Digital commerce is at the forefront of free trade agreements (FTA) in various stages of negotiation or ratification around the globe. But from the Trans-Pacific Partnership (TPP) to the World Trade Organization (WTO) efforts and the Doha agenda, there’s little consensus on how to shape policy that can better define and guide digital commerce.
Access recently connected with Joshua Meltzer to better understand this rapidly evolving dynamic.
Meltzer is a fellow in Global Economy and Development at Brookings, focusing on international trade and U.S. trade with key economies such as China, India, Japan and the European Union (EU). He teaches at the Johns Hopkins University School for Advanced International Studies and Georgetown University Law School.

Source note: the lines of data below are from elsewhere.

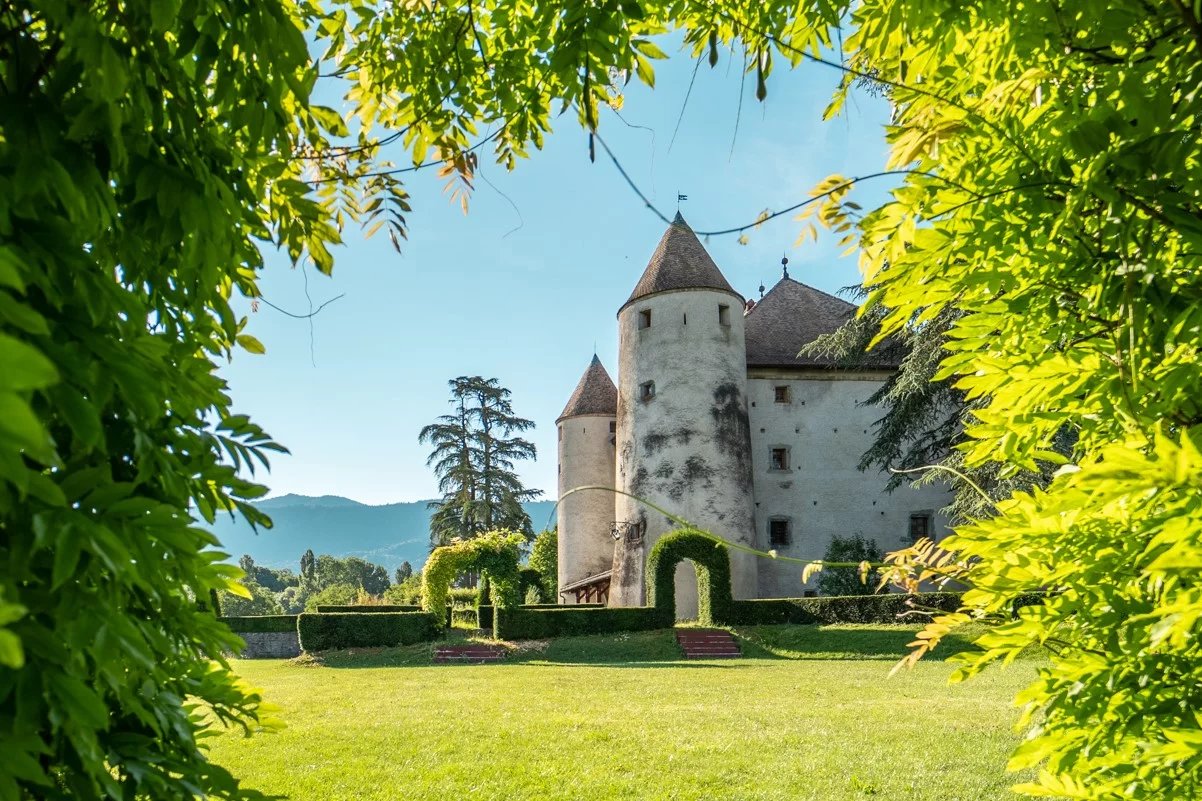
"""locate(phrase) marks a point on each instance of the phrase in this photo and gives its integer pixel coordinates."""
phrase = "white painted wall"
(584, 520)
(686, 449)
(823, 493)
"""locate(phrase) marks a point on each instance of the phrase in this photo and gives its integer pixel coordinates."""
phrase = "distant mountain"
(341, 527)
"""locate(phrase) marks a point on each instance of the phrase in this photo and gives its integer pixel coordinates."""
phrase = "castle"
(716, 419)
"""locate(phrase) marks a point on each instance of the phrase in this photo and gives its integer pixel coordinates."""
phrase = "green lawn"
(810, 715)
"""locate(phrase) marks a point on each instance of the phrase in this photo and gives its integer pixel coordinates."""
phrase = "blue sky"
(524, 295)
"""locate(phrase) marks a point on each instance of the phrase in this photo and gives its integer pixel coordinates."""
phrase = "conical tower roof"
(679, 262)
(595, 395)
(792, 315)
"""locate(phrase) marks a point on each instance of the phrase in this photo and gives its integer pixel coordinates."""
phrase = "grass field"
(810, 713)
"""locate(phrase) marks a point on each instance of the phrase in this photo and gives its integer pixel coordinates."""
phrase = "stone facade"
(721, 422)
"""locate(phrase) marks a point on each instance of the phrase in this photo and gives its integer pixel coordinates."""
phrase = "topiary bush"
(887, 607)
(525, 623)
(367, 609)
(261, 623)
(463, 597)
(713, 563)
(322, 632)
(494, 555)
(531, 579)
(846, 581)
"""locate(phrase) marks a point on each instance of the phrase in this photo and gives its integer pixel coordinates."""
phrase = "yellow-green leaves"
(12, 654)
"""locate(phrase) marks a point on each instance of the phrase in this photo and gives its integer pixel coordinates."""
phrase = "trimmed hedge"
(367, 609)
(713, 563)
(323, 632)
(839, 609)
(485, 613)
(261, 623)
(527, 623)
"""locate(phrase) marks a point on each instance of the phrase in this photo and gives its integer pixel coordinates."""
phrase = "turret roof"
(595, 395)
(679, 262)
(792, 315)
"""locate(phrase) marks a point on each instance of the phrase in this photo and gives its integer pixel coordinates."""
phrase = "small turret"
(587, 460)
(683, 435)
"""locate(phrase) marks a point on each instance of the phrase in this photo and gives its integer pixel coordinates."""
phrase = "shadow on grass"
(842, 642)
(659, 648)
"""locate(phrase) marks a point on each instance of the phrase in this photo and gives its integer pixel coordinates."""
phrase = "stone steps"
(708, 644)
(468, 654)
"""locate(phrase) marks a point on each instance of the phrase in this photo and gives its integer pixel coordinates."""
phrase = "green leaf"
(329, 119)
(22, 427)
(11, 653)
(250, 344)
(22, 367)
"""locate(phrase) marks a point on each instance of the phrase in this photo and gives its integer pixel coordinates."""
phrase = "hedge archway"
(713, 563)
(494, 555)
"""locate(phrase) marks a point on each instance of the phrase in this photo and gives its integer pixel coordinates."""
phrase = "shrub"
(464, 597)
(261, 601)
(261, 623)
(485, 613)
(321, 632)
(523, 623)
(404, 593)
(888, 607)
(334, 594)
(367, 609)
(493, 553)
(846, 581)
(713, 563)
(530, 579)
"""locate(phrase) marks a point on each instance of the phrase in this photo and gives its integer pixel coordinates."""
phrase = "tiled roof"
(679, 262)
(792, 315)
(595, 395)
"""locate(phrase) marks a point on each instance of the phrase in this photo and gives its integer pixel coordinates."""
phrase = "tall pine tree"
(475, 456)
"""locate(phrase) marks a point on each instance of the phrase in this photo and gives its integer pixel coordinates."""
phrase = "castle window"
(920, 526)
(779, 460)
(778, 532)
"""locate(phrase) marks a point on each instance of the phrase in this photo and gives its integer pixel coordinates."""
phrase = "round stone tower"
(683, 435)
(585, 460)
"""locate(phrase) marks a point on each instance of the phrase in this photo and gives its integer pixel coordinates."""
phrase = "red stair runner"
(471, 653)
(708, 644)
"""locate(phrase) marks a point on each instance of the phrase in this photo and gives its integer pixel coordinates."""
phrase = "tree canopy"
(474, 457)
(1051, 193)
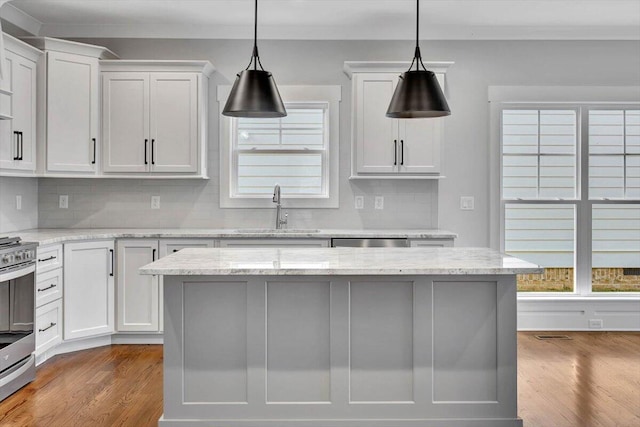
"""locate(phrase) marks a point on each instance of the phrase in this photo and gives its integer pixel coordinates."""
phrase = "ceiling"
(330, 19)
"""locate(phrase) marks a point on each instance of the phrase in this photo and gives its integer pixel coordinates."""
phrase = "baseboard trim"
(578, 315)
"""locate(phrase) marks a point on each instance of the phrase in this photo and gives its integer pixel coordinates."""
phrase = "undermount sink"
(273, 230)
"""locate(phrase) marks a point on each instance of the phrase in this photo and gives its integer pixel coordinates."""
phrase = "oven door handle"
(17, 272)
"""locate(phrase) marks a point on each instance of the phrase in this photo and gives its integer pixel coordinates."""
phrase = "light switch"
(155, 202)
(467, 203)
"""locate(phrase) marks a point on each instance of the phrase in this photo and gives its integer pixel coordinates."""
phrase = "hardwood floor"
(592, 380)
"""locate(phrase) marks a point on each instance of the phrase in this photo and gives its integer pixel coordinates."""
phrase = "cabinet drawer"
(49, 258)
(48, 326)
(48, 286)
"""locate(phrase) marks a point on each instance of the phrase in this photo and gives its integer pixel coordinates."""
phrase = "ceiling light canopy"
(254, 93)
(418, 93)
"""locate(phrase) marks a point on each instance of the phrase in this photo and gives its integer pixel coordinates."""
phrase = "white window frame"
(585, 98)
(328, 97)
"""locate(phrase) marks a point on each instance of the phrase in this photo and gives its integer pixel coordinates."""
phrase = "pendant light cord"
(417, 56)
(255, 58)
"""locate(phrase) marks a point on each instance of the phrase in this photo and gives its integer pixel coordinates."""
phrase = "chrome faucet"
(276, 199)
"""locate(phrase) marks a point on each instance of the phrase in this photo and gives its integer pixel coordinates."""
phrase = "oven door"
(17, 315)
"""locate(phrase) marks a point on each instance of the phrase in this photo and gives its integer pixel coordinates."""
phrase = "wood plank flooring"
(592, 380)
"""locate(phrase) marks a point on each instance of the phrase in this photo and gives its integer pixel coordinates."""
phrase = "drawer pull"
(51, 325)
(53, 285)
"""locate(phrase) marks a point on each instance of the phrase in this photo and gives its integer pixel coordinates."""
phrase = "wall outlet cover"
(467, 203)
(596, 324)
(379, 202)
(63, 202)
(155, 202)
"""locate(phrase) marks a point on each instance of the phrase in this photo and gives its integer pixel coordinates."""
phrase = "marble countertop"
(339, 261)
(49, 236)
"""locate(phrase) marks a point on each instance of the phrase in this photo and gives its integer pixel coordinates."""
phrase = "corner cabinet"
(385, 148)
(18, 108)
(69, 121)
(89, 271)
(154, 118)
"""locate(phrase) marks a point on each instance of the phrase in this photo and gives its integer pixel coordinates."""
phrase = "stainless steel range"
(17, 314)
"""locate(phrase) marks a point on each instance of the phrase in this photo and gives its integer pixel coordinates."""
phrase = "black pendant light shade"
(418, 93)
(254, 93)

Access: Is global trade policy keeping pace with digital innovation?
Joshua Meltzer: There is serious thinking underway among senior trade officials about how to make trade policy and trade agreements more responsive and reflective of the way the digital environment facilitates commerce. But if you look at the current set of rules, these agreements have not kept up with the way the digital environment has affected international trade.
Access: So what can be done about that?
Meltzer: One important element is the issue of cross-border data flows, and the extent to which trade rules and trade policy get at this issue and can facilitate it. Internet restrictions in other countries have affected to different levels the free flow of data over the internet. That has very important economic implications on how businesses are able to operate.
When this is a cross-border issue, trade policy is engaged. Currently there’s not much in trade agreements and rules to get at what countries should or should not do regarding their policies’ impact on cross-border data flows. This certainly needs a lot more attention.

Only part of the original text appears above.